We previously described (14,14) spherical-harmonic global adjustments of satellite altimetry using the AFGL short-arc technique supplemented with point masses to allow incorporation of short-wavelength geoidal detail. Recently, we have also investigated another technique to enhance short-wavelength detail: least squares collocation with noise. Both methods provide a means to determine a high resolution gravity field on a local, regional or global scale. Statistical comparisons of these two methods have been made in selected areas and the results tabulated.
Detailed information on the gravitational effect of the Earth's topographic and isostatic masses can be calculated by gravity forward modeling. Within this book, the tesseroid-based Rock-Water-Ice (RWI) approach is developed, which allows a rigorous separate modeling of the Earth's rock, water, and ice masses with variable density values. Besides a discussion and evaluation of the RWI approach, applications in the context of the GOCE satellite mission and height system unification are presented.
As alternatives to lengthy globally valid series representations of the geopotential, piecewise modeling for the gravity field is investigated. A degree 23 spherical harmonic representation is replaced by 1500 local gravity functions within the spherical shell from 1 to 1.2 earth radii. Worst case acceleration errors enter in the 7th significant digit, computational speed is improved by an order of magnitude. (Author).

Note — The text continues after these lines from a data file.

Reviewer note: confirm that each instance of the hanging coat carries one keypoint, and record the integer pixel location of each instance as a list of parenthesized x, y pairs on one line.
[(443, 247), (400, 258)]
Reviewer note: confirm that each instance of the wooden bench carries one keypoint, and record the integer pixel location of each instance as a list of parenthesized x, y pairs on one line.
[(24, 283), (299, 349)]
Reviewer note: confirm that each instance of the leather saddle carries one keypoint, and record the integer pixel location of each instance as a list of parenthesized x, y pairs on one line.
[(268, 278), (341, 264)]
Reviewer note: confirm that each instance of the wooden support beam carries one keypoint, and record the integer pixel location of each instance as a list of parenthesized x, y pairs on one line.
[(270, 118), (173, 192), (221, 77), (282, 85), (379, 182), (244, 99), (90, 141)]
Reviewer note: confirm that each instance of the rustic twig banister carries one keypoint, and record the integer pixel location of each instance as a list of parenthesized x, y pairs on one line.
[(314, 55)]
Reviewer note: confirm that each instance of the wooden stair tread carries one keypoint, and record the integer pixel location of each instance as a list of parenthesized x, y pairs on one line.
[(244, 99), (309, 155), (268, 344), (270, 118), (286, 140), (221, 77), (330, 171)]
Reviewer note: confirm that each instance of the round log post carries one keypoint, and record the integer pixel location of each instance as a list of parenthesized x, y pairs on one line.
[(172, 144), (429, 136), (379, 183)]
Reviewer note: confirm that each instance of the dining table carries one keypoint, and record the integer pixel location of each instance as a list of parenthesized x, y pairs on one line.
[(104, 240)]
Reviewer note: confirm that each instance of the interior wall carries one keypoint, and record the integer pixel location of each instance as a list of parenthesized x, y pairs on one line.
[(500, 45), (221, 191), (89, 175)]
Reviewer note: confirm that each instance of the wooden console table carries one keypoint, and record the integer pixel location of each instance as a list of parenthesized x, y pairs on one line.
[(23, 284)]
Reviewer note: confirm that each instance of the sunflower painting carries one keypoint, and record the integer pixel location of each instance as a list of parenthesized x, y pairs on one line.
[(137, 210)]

Recent research aimed at improving the knowledge of the earth's gravity field and its fundamental surface, the geoid, has been based to a large extent on a short-arc mode of satellite altimetry. The global geoidal parameters have consisted of spherical harmonic potential coefficients, and the local parameters have consisted of point mass magnitudes. It is shown that an adjustment solely in terms of the point masses is not desirable due to the spherical approximation in the point-mass algorithm which would compromise the accuracy in the determination of the oceanic geoid, attainable with the SEASAT altimetry or with a similar high-precision observational system. A mathematical framework is provided in order to model observations such as the horizontal (north and east) and vertical gradients of gravity or gravity disturbance. This development is based on the tensor approach to theoretical geodesy and is mostly concerned with the second-order derivatives, along local Cartesian axes, of a general scalar function of position; the derivatives are expressed in spheroidal and, for a variety of practical applications, in spherical coordinates. The scalar function of position is specialized to represent the (total) earth's potential, the standard (or normal) potential and, especially, the disturbing potential.